Single by Nas

from the album It Was Written
- B-side: "Affirmative Action"
- Released: October 22, 1996
- Recorded: 1996
- Genre: Hip-hop; gansta rap;
- Length: 4:39 (Original) 4:27 (Remix)
- Label: Columbia
- Songwriters: Nasir Jones; Samuel Barnes; David Stewart; Ann Lennox;
- Producer: The Trackmasters

Nas singles chronology
| "If I Ruled the World (Imagine That)" (1996) | "Street Dreams" (1996) | "The Message" (1997) |

Music video
- "Street Dreams" on YouTube

= Street Dreams (song) =

"Street Dreams" is a 1996 single by American rapper Nas. The song was It Was Written's second single, following "If I Ruled the World (Imagine That)". "Street Dreams" contains an interpolation from the Eurythmics song "Sweet Dreams (Are Made of This)" and a sample from Linda Clifford's "Never Gonna Stop". A remix, including an appearance by R. Kelly, was released shortly after the original. It featured samples from The Isley Brothers' "Choosey Lover" along with some elements from Marvin Gaye's "Mercy Mercy Me." The remix version was performed live on an episode of the Nickelodeon series All That in February 1997.

The song's big-budget video, directed by Hype Williams, was an allusion to the Martin Scorsese film Casino. It was filmed in Las Vegas around the time Tupac Shakur was murdered and featured a cameo appearance by Frank Vincent. Famed actress and beauty pageant model Kenya Moore is also featured in the video.
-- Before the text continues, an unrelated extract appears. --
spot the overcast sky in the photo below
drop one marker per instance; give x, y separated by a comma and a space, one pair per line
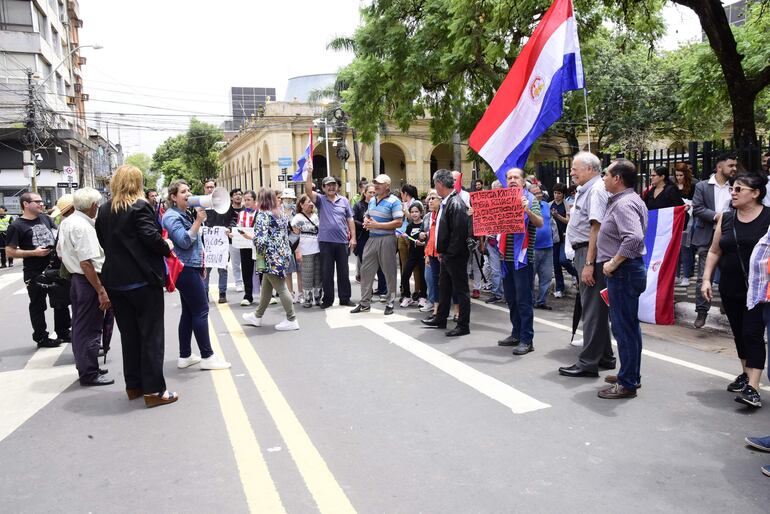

The song was Nas's first to enter the top 40 on the Billboard Hot 100, reaching number 22. It was certified Gold by the Recording Industry Association of America on January 8, 1997.

==Music video==
There is a music video for both the original and the remix featuring R. Kelly. The original music video was directed by Hype Williams and was filmed in September 1996. It was released in the fall of 1996. The music video was released for the week ending on October 6, 1996. The video is an homage to Casino (film) and features Frank Vincent. The video contains an additional sample of Love Is Strange by Mickey & Sylvia, which can be heard at the beginning and at the end of the song.

==Live performances==
Nas performed the song live at the American Music Awards of 1996 on January 27, 1997.

==Single track listing==

===A-Side===
1. "Street Dreams" (Album Version) (4:08)
2. "Street Dreams" (Bonus Verse) (4:08)
3. "Street Dreams" (Instrumental) (4:08)

===B-Side===
1. "Affirmative Action" (Remix) (4:09)
  - Produced by Poke & Tone
2. "Affirmative Action" (Album Version) (4:19)
  - Produced by Dave Atkinson
3. "Affirmative Action" (Instrumental) (3:44)

==Charts==

| Chart (1996–97) | Peak position |
|---|---|
| Netherlands (Dutch Top 40 Tipparade) | 20 |
| New Zealand (Recorded Music NZ) | 39 |
| Scotland Singles (Official Charts) | 27 |
| Sweden (Sverigetopplistan) | 50 |
| UK Singles (Official Charts) | 12 |
| UK Dance (Official Charts) | 6 |
| UK Hip Hop/R&B (Official Charts) | 1 |
| US Billboard Hot 100 | 22 |
| US Dance Singles Sales (Billboard) | 1 |
| US Hot R&B/Hip-Hop Songs (Billboard) | 18 |
| US Hot Rap Songs (Billboard) | 1 |

==Certifications==

| Region | Certification | Certified units/sales |
| United States (RIAA) | Gold | 500,000^{^} |
^{^} Shipments figures based on certification alone.